In reply to an earlier post on 1 Feb 2014 12:52:29 GMT
Nikolaos Oikonomidis says:
thanks for the polite response
In reply to an earlier post on 1 Feb 2014 13:24:39 GMT
Nikolaos Oikonomidis says:
I empathise with the rage you're expressing at someone who was so negative towards something you've loved;usually I feel the urge to write something when I 'm very happy or very unhappy with a movie or something, and I have to admit that it is in the former cases I feel most justified in having done so(although I agree that even then I am often taken away by emotions and not focusing in what an interesting review might be, but try to defend what I have loved by all means).In the case of Adele(thanks for the correction), it just happened to fall in a certain category of movies whose aesthetic I don't approve, as they try to produce a certain feeling of reality through certain ways, which I do not find convincing or satisfying at all;my response had to do with the general applause this kind of filming receives, and it had to do mainly with figures of authority who promote such a choice of aesthetic and with my tendency to defend my point of view passionately(and the movies I like also);of course there are all the people who happened to be touched by the movie, as I found out afterwards and for me this is something I respect.Without having changed opinion at all(this could be an option, as I'm not always stuck on first impreessions), I'd like to say that I'm on the side of the passion, therefore on your side and on the other spectators' that loved the movie, when I see you coming in defense of it the way I would do for something else.There are points in your response with which I don't agree and to which I could answer in some way, but that was not the reason I'm writing this.I don't even feel the need to be apologetic as my review had certain reasons to be that way at the moment.It's been some time now, so I feel rather distant, yet I saw your response and others' and it made me think a little;I think taste is a personal matter and I consider it sacred.As for style, I think it is vital to accompany any meaningful content, but even style is a matter of taste as well.So...
In reply to an earlier post on 6 Feb 2014 10:09:09 GMT
Nothing annoys me so much as the sort of comment made by M.Bongiovanni when, in defence of Blue is the Warmest Colour , he remarks that Abdel Kechiche is one of the most important directors of the new millennium.
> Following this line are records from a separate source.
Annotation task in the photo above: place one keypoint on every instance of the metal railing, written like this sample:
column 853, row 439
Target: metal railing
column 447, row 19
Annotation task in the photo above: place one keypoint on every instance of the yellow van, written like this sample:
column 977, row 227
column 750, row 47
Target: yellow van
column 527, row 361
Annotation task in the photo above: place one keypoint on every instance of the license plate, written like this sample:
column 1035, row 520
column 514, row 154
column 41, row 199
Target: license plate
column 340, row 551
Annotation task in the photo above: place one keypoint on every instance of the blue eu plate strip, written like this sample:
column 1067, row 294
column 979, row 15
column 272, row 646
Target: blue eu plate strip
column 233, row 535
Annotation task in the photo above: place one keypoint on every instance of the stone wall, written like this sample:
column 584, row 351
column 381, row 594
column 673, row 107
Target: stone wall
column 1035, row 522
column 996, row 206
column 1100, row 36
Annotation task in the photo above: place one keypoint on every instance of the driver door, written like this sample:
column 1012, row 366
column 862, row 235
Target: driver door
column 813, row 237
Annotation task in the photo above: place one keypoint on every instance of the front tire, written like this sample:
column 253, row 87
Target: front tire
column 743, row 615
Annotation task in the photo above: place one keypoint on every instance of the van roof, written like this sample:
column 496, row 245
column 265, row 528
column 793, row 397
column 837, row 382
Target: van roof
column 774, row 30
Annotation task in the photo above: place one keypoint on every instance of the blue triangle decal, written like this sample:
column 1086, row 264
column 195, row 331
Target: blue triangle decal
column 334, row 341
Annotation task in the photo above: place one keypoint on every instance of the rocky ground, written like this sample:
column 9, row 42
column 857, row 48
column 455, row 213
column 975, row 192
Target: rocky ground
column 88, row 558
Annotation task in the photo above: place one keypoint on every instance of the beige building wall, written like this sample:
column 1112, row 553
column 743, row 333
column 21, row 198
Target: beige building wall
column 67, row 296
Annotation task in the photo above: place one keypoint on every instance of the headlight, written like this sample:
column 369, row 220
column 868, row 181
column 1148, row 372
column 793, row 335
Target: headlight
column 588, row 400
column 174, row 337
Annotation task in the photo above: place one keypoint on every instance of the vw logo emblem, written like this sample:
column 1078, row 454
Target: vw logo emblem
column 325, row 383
So what? This does not make any film made by him good by default. I have experienced this sort of remark myself;once commenting on what I thought was a load of pretentious drivel, I was told ' but it's by director X' Sorry, but a currently 'in' director does not guarantee a good film
In reply to an earlier post on 23 Feb 2014 04:00:24 GMT
Robert Blenheim says:
And you pointing out that saying so-and-so "is one of the most important directors" doesn't mean a film is good doesn't mean that the film referred to is bad by default. Your point is also meaningless.
Nothing annoys me so much as someone who says "Nothing annoys me so much...".
Some of us think M. Bongiovanni made a more valid point than you did. So sue us.
In reply to an earlier post on 26 Feb 2014 17:19:20 GMT
J. E. Holmes says:
the French have been making soft-porn drivel disguised as Art-film for decades.
In reply to an earlier post on 26 Feb 2014 17:22:16 GMT
Robert Blenheim says:
3 hours of great acting with only about 12 minutes of it with sexual activity. A pretty low percentage for a 'porn' film!!!
Methinks if you watch it only for its sex you're going to be greatly disappointed. If you want a great film with superb acting, you should get a rewarding film experience.